As for 2002, I don’t think you’ll find an equivalent for Bowling Green, Rutgers or the Sun Bowl, but not all of Pitt’s four losses that season were feel-good affairs. That was the year of the swinging gate debacle, when the Panthers lost a home game to Texas A&M after back-to-back illegal shift penalties on an extra point attempt.

That didn’t sit well with anyone.

There was also a late-season loss to West Virginia at home that saw Pitt shoot itself in the foot repeatedly to blow a winnable game.

Still, neither the A&M game nor the WVU game were on the level of Bowling Green or Rutgers, and the overall result of that 2002 season was to create a whole lot of expectations for the next season - so much so that Pitt entered 2003 as a preseason top-10 team.

We all know how that went, and it’s probably part of the reason that 2002 team doesn’t get remembered as fondly as it should.

But 2002 and 2008 are both pretty significant teams in recent Pitt history for hitting a win total that only one other group of Panthers has been able to reach since the early 1980’s.

ONE PREDICTION

June will be nuts
Well, it might be…

A quick peek behind the curtains.

Putting the 3-2-1 Column together is something of a week-long affair. On Tuesday I start mapping out topics for each section of the column - the three observations, the two questions and the prediction - and on Wednesday and Thursday I do the actual writing.

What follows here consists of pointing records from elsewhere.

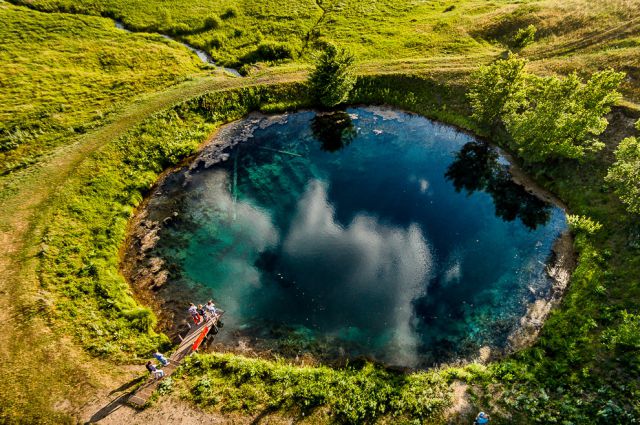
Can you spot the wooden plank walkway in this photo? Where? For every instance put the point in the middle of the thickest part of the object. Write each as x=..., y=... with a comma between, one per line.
x=143, y=393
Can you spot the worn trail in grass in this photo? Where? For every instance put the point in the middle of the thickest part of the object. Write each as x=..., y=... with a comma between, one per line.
x=27, y=342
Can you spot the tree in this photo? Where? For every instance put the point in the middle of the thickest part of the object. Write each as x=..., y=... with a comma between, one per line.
x=332, y=80
x=624, y=174
x=493, y=86
x=559, y=118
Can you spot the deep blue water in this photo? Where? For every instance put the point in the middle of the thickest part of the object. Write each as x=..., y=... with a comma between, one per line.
x=371, y=232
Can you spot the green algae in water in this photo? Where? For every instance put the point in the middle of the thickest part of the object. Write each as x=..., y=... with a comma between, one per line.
x=371, y=232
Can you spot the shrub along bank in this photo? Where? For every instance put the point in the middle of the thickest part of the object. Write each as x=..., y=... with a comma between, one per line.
x=581, y=368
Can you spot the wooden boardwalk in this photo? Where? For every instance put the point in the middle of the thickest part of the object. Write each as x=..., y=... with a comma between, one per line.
x=192, y=339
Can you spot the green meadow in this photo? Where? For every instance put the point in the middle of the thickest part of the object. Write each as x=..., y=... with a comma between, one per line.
x=91, y=116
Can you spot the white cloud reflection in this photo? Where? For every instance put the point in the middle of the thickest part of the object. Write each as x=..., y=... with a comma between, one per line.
x=374, y=271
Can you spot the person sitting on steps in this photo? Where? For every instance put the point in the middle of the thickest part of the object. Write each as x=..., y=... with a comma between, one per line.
x=481, y=419
x=157, y=373
x=162, y=359
x=193, y=310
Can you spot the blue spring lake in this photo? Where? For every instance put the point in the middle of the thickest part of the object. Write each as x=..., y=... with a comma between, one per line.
x=369, y=232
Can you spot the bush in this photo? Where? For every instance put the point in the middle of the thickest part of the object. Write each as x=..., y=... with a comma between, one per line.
x=560, y=117
x=333, y=79
x=624, y=174
x=546, y=118
x=626, y=336
x=493, y=86
x=525, y=36
x=582, y=224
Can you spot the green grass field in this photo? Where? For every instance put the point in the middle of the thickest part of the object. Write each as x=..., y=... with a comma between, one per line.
x=90, y=115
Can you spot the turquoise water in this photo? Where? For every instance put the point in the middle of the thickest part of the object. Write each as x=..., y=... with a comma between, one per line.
x=372, y=232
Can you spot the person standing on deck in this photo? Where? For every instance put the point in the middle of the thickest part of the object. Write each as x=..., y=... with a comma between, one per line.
x=481, y=419
x=162, y=359
x=193, y=310
x=211, y=308
x=202, y=312
x=157, y=373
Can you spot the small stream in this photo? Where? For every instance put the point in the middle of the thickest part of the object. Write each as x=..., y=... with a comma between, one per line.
x=202, y=55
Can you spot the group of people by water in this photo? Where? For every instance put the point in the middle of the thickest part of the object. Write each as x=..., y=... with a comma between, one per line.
x=199, y=315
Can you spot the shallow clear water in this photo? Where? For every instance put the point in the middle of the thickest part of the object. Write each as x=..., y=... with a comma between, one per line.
x=372, y=232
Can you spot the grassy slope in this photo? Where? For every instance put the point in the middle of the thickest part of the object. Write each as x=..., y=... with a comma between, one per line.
x=24, y=210
x=75, y=71
x=572, y=35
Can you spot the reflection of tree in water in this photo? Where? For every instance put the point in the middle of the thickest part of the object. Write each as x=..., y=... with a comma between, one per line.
x=476, y=167
x=334, y=130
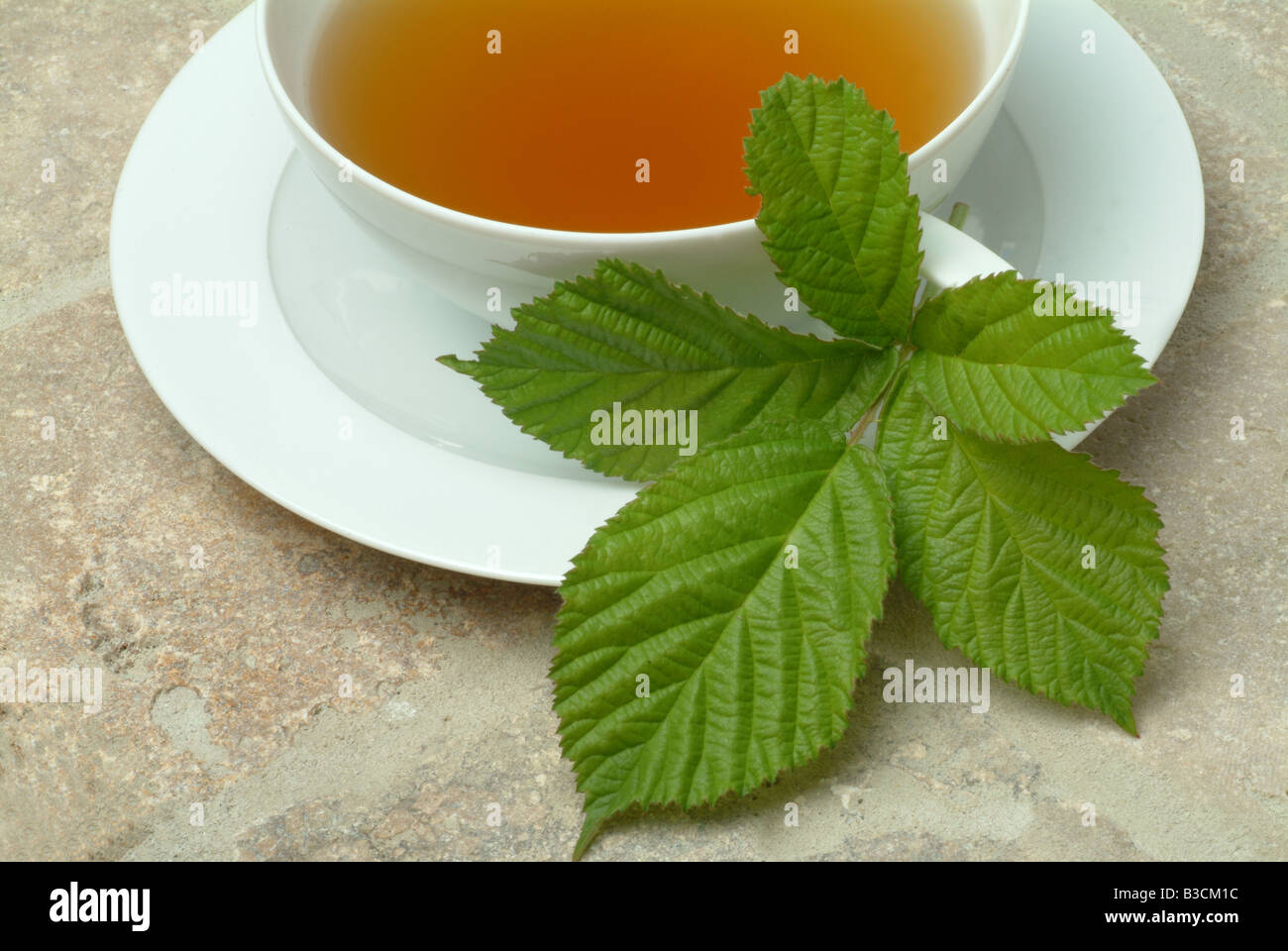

So this prediction portion was put in place a few days ago, and my thinking was this:

Since the NCAA declared an emergency dead period that put an end to recruiting visits for the entire months of April and May (not to mention most of March), seniors-to-be who were planning to take official visits this spring have been forced to stay home.

But a lot of them still want to make their commitments over the summer. And a lot of the kids who want to make summer commitments also want to take official visits before they commit. So add these things up:

No spring visits
+ A lot of kids who want to take spring visits
+ The dead period ending on May 31
= A crazy June

Now, June is always a crazy month for recruiting. That has been the case for a long time, and it only got crazier two years ago when the NCAA started allowing spring official visits. But if you take all of the April/May official visits that didn't happen this year and jam them into June with the visits that were already going to be happening that month and then probably add in some more from kids who have a renewed sense of urgency due to the pandemic situation, and you’re going to get a wild, wild month.

This is what I was thinking when I planned this section of the column. And I still think it’s an accurate prediction. Except…

On Thursday, Ole Miss announced it was canceling all summer events - including camps. That’s Ole Miss the university, not just the athletic department, but the sports side of things will definitely be affected, and it gives me pause.

Because if summer prospect camps - a mainstay of June recruiting - are canceled, then I start to fear for official visits. The emergency dead period is currently slated to go through May 31; I think everyone is hopeful that it gets lifted for June, but if it doesn’t, then a crucial period of recruiting is going to go from shortened to eliminated altogether.

Perhaps the NCAA could add an extra quiet period and allow recruits to visit in July. That would be unprecedented, but at this point, what isn’t? But if that doesn’t happen, then you’re looking at no official visits until the fall. And given that many kids are unable to take official visits in the fall due to their high school seasons - assuming the pandemic has faded by the fall - then you’re faced with kids heading into December with no official visits under their belts.

And if a huge group of kids goes into December having taken no official visits, then you’ve got the possibility of Signing Day getting pushed back, since it’s difficult to expect recruits to sign without taking many, or in some cases any, visits.

Okay. I’m getting way ahead of myself. I don’t know how things are going to play out next week, let alone eight months from now.

So let’s go back to the better timeline, the one where the dead period gets lifted at the end of May and recruits can start taking visits in June. If that happens, let me tell you, man, it’s going to be crazy.